Even if data is accurate and well maintained, the quality of analytic models can vary widely.
Often open-source platforms such as GitHub pull together and repurpose models for a particular task. Before long, everybody forgets where it came from or how it is evaluating a particular dataset.
Lapses like these are more common than you’d think and can cause serious damage. As models become more sophisticated and incorporate more sources, we’re also increasingly seeing bigger problems with model training.
One of the most common errors is overfitting, which basically means the more variables you use to create a model, the harder it gets to make it generally valid. In some cases, excess data can result in data leakage in which training data mixes with testing data.
These types of errors can plague even the most sophisticated firms. As we do with data, we need to constantly ask difficult questions of our models.
Are they suited to the purpose we’re using them for? Are they taking the right factors into account? Does the output truly reflect what’s going on in the real world?
“Increasingly, we need to audit our data dealings with as much care as we do our financial transactions.”
- What does the data not tell us?
Data models, just like humans, tend to base judgments on the information most available.
Sometimes, the data you don’t have can affect your decision making as much as the data you do have. We commonly associate this type of availability bias with human decisions, but often human designers pass it on to automated systems.
For instance, in the financial industry, those who have extensive credit histories can access credit much easier than those who don’t. The latter, often referred to as “thin-file” clients, can find it difficult to buy a car, rent an apartment or get a credit card.
Yet a thin file doesn’t necessarily indicate a poor credit risk.
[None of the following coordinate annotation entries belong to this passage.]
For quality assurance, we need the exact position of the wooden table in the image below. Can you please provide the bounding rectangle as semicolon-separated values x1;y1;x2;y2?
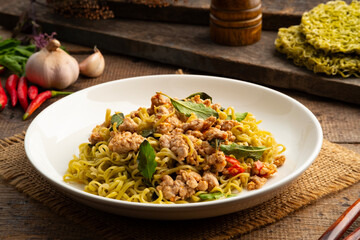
0;27;360;240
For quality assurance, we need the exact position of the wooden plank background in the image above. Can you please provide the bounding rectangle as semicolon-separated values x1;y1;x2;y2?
0;0;360;104
0;23;360;240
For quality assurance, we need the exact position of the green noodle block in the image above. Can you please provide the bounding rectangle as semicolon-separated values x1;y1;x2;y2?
300;1;360;54
275;25;360;78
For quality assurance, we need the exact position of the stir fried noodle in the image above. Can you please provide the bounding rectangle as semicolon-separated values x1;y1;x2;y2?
64;93;285;204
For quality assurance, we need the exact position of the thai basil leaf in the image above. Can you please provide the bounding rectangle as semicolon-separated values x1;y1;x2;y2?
199;192;224;201
110;113;125;131
187;92;212;102
226;112;248;122
220;143;269;160
161;93;219;119
137;140;157;182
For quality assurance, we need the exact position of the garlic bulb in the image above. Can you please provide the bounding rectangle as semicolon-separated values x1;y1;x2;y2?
25;39;79;89
79;47;105;77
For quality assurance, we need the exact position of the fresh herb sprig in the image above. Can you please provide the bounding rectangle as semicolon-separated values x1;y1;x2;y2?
158;93;219;119
0;38;35;76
Firms often end up turning away potentially profitable customers simply because they lack data on them.
Experian recently began to address this problem with its Boost program, which allows consumers to raise their scores by giving them credit for things like regular telecom and utility payments. To date, millions have signed up.
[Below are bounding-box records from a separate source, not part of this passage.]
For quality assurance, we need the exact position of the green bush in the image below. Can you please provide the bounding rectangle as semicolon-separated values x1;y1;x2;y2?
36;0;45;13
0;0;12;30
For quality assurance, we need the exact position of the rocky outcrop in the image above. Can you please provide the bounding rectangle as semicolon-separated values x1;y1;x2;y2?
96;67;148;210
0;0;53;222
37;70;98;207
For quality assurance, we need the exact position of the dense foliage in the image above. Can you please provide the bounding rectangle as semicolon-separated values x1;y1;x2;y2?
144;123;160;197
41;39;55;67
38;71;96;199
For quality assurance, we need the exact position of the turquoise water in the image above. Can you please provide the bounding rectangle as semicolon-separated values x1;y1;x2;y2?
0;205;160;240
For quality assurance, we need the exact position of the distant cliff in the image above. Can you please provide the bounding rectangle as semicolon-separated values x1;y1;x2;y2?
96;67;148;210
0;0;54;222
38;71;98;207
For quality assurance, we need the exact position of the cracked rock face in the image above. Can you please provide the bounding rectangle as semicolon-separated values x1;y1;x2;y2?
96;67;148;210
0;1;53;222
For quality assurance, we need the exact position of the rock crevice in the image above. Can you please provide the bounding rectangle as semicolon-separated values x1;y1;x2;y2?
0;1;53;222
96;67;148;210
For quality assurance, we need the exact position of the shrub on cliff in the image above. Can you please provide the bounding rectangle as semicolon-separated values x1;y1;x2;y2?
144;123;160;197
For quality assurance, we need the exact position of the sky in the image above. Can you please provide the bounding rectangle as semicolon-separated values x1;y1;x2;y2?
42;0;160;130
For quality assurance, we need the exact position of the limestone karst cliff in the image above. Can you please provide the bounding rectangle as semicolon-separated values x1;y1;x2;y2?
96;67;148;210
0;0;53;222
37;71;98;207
So it’s important to ask hard questions about what your data model might be missing. If you are managing what you measure, you need to ensure what you are measuring reflects the real world, not just the data that’s easiest to collect.
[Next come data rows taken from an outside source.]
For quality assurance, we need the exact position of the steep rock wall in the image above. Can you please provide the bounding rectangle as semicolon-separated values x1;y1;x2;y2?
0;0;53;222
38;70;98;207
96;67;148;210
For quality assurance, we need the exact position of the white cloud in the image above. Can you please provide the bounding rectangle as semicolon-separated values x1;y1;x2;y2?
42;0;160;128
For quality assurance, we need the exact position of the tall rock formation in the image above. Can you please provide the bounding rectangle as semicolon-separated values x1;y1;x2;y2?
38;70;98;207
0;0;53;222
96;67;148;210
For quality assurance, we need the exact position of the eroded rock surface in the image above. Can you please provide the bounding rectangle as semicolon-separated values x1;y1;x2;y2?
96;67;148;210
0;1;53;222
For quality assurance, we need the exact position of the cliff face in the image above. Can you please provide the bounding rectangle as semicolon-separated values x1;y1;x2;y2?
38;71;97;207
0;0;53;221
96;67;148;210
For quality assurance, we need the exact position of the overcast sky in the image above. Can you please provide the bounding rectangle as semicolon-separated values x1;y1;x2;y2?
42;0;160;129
“We often call data the new oil, but it’s far more valuable. We need to start treating data as more than a passive asset class.”
- How can we use data to redesign products and business models?
During the past decade, we’ve learned how data can help us run our businesses more efficiently. Using data intelligently allows us to automate processes, predict when our machines need maintenance and serve our customers better.
Data can also become an important part of the product itself. To take one famous example, Netflix has long used smart data analytics to create better programming for less money. Yet where it gets really exciting is when you can use data to completely re-imagine your business.
At Experian, they’ve been able to leverage the cloud to shift from only delivering processed data in the form of credit reports to a service that offers its customers real-time access to more granular data that the reports are based on. That may seem like a subtle shift, but it’s become one of the fastest-growing parts of Experian’s business.
We often call data the new oil, but it’s far more valuable. We need to start treating data as more than a passive asset class.
If used wisely, it can offer a true competitive edge and take a business in completely new directions. To achieve that, however, you can’t start merely looking for answers. You have to learn how to ask new questions.